Mia invokes the spirit of a lady-positive song by some dudes to reflect on female musicians and her adolescent nerdiness.

I wanted to write a piece on why some people don’t listen to female-fronted bands – clearly, I’m projecting, because that used to be me. I mentioned this phenomenon briefly in my post on sisterhood, but reading Sara Marcus’s Girls to the Front really made me think about how few female-fronted bands receive mainstream or even music-nerd-level popularity. I figured I knew enough about music – like, music-nerd music – to write this, but when I initially sat down to start typing, I froze. I realized that I didn’t really know why I avoided these bands; I had some inklings, but I was hesitant to make overarching statements about the nature of the music industry and audiences and misogyny. Because what if I was wrong? What if I didn’t know enough about it, and someone called me out on it and revealed how clueless I am?

And there it was.

Let me back up. My interest in non-mainstream music began in middle school, as I suppose it often does. Realizing that I would never have the popularity or shiny hair of the girls at the top of the middle school social ladder, I made a conscious decision to create a persona for myself outside of their framework. It was like a political statement without any politics to back it up. But I had plenty of blue hair dye (which fades to gray – I don’t recommend it for the lazy hair dyer) and a growing CD collection featuring bands like The Cure and Sonic Youth, who were, to my classmates’ middle school ears, about as underground as you could get. In my never-ending search for music, I’d buy indie music magazines and pour over them again and again, until I knew exactly how bands with names like Suede, Built to Spill and the Blood Brothers were supposed to sound, even though I’d never heard them.

By the time I got to college and actually knew other people who listened to this music and was able to trade albums with them, I was pretty confident in my knowledge of it. And so began those conversations that one has at parties; the ones where you name a band you like, and some dude says, “Oh have you heard this obscure recording of theirs? What’s your favorite song on it?” And you’re expected to keep up and pretend like you know what he’s talking about because this is the type of cool person you want to be friends with and talk about cool things with.

One very important lesson I learned from those music magazines and those guys is that indie music is a boys’ club. Kind of like mainstream music. Except the conversations about sexism in mainstream music are pretty, well, mainstream. You know the cliches: Rockstars sleep with groupies! Rappers objectify women! Isn’t it awful! In a sexy way! Surely, indie music will offer us a refuge from this sexy awfulness!

Except it doesn’t. As someone who studied indie album reviews with unwavering concentration between the ages of 13 and 18, I can tell you that male musicians make Important Music, and female musicians make either breathy, folky music or sexy, angry music (but like, not that angry).

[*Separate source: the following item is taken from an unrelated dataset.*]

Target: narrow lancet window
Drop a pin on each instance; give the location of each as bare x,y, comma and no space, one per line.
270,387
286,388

But whether the female musician is a pixie-girl or a wild-child (women are so unhuman-like, you know?), we are never allowed to forget for a second that our male reviewer might find her attractive. The majority of music criticism that I read was written by men and, as such, it became pretty apparent to me that if I wanted to listen to Important Music – and I did; I so desperately did – it’d probably just be easier to stick to male-fronted bands. (I hope that Lindsay, who is both a music critic and a lady, will weigh in on this some more in the comments.)

And this is a real shame. Because in my attempts to prove to hypothetical music nerd dudes at parties that I knew what I was talking about, I avoided listening to female musicians. Said music nerd dudes had painstakingly and obsessively constructed a musical canon based on their dudely values and experiences, and there just wasn’t room for the ladies. There isn’t even that much room for lady-generated criticism because, as is the case with literary canons, male critics had set the agenda long ago and valued characteristics typically associated with men over characteristics typically associated with women.

So the legacy of riot grrrl in the early 2000s, as read by teenage Mia in indie music magazines? Some of the bands were maybe okay, and you should probably know their names, but they’re really only useful to reference if you’re talking about other girl bands (regardless of whether those bands actually sound anything alike – women tend to be pretty similar). Because you can’t possibly compare male musicians to female musicians. Because women can’t be role models for people, only for other women.

If I, as a female fan, was weighed down by this baggage, how do female musicians compete with this mentality? Well, for one, a lot of girls don’t even get to that point. Or, in the immortal words of Kathleen Hanna, “People are like, ‘Why aren’t there more women in bands?’ And it’s like, duh, you know?”